I wrote a post a few years ago about using your lack of funding to your competitive advantage. The basic gist was that all businesses act within constraints and that the discipline that can result from having less money that a competitor – if you embrace it – has the ability to sharpen your focus, avoid the temptations of distraction and be more thoughtful about how and when you spend the precious cash that you have.
I was reminded of that post recently when engaged in a debate about how much money a company should raise. The knee-jerk reaction is often “as much as they can!” And while that might sound satisfying, it’s often not the case. At Foundry we’ve been fortunate to be involved with a number of businesses that have taken advantage of the ability to raise a war-chest of cash. And when you’re going big, and have reached proof points where you can now spend money with a specific plan in mind (and the metrics to back it up) this often makes sense.
But not always.
Much less is talked about the null case. Those companies that could raise larger round but opt not to. We’ve had a number of those in the portfolio that are – by the nature of having not raised a eye popping round – much less talked about. While a whole lot less sexy and certainly not as buzz-worthy, NOT raising a large amount of capital very often makes as much (or more) sense than raising “as much as you can.” A few thoughts on why:
– For companies that are cash flow positive and already growing about as fast as they can keep up with (yes – there are plenty of these businesses around and yes – adding more cash doesn’t always equate to more growth) there’s often simply not a compelling need to over-raise. Think growing at the right cost vs. growing at all costs. One optimizes spend and trajectory. The other wastes money.

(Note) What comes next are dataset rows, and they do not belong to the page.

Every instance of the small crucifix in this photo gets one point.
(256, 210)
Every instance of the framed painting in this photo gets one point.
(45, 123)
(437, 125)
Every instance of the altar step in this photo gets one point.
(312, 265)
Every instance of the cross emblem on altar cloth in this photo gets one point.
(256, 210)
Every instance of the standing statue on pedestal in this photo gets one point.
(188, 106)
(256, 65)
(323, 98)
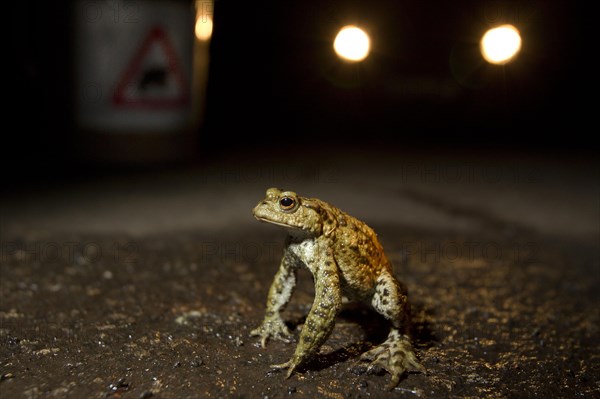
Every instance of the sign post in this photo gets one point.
(139, 90)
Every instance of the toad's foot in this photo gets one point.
(272, 327)
(290, 365)
(396, 355)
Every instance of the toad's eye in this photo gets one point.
(287, 203)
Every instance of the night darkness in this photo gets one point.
(274, 80)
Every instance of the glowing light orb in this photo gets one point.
(500, 45)
(203, 27)
(352, 44)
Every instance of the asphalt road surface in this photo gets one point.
(147, 284)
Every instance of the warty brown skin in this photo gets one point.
(346, 259)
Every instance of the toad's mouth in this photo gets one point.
(265, 220)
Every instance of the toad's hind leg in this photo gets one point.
(396, 354)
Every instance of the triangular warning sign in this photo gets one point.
(153, 78)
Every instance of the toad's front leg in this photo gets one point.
(280, 293)
(321, 318)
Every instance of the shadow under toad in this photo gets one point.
(375, 330)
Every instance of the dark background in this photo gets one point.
(274, 81)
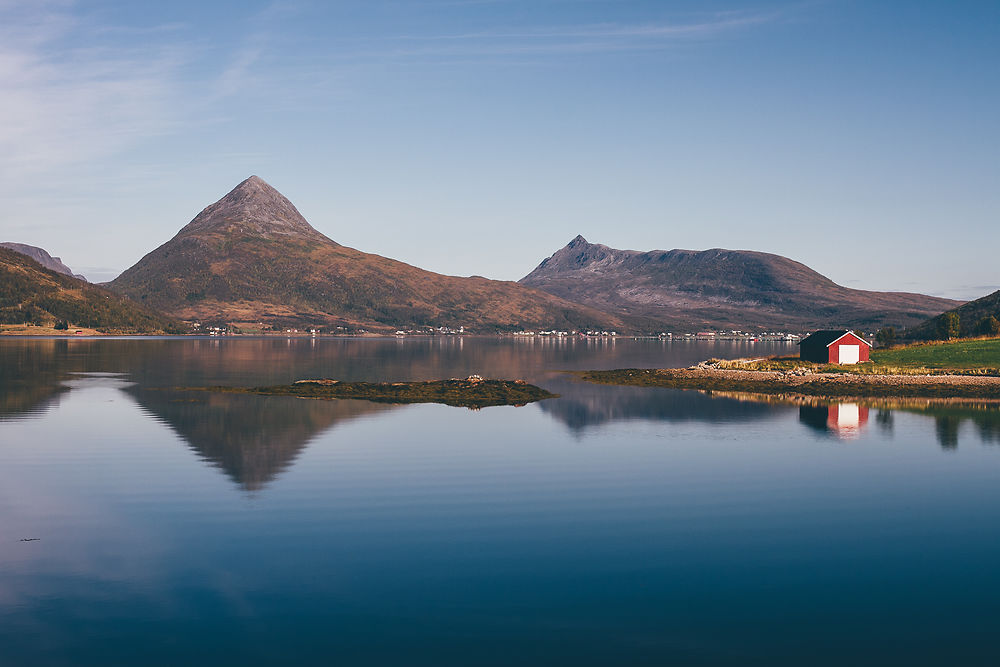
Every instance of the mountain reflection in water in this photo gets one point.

– Large rounds bring new investors and a different investor/board dynamic which can be a challenge to manage, especially for a fast growing business
– Importantly, those new investors and their large piles of cash bring with them lofty exit expectations. Often times companies are better served raising a smaller amount of money from existing investors to keep all of their options open – especially as they transition from start-up to mid-stage. I’ve watched this literally kill a company.
– Large balance sheets beget large spending (see my post I referenced above on being scrappier than your better funded competitor). The world is littered with companies that raised too much, then spent too much. And while you can certainly keep your discipline with a large balance sheet it’s pretty easy to get off track.
More than anything, its important to note that there’s a choice here. One isn’t better than the other – despite the market perception. Make your own choice and don’t get caught up in the hype.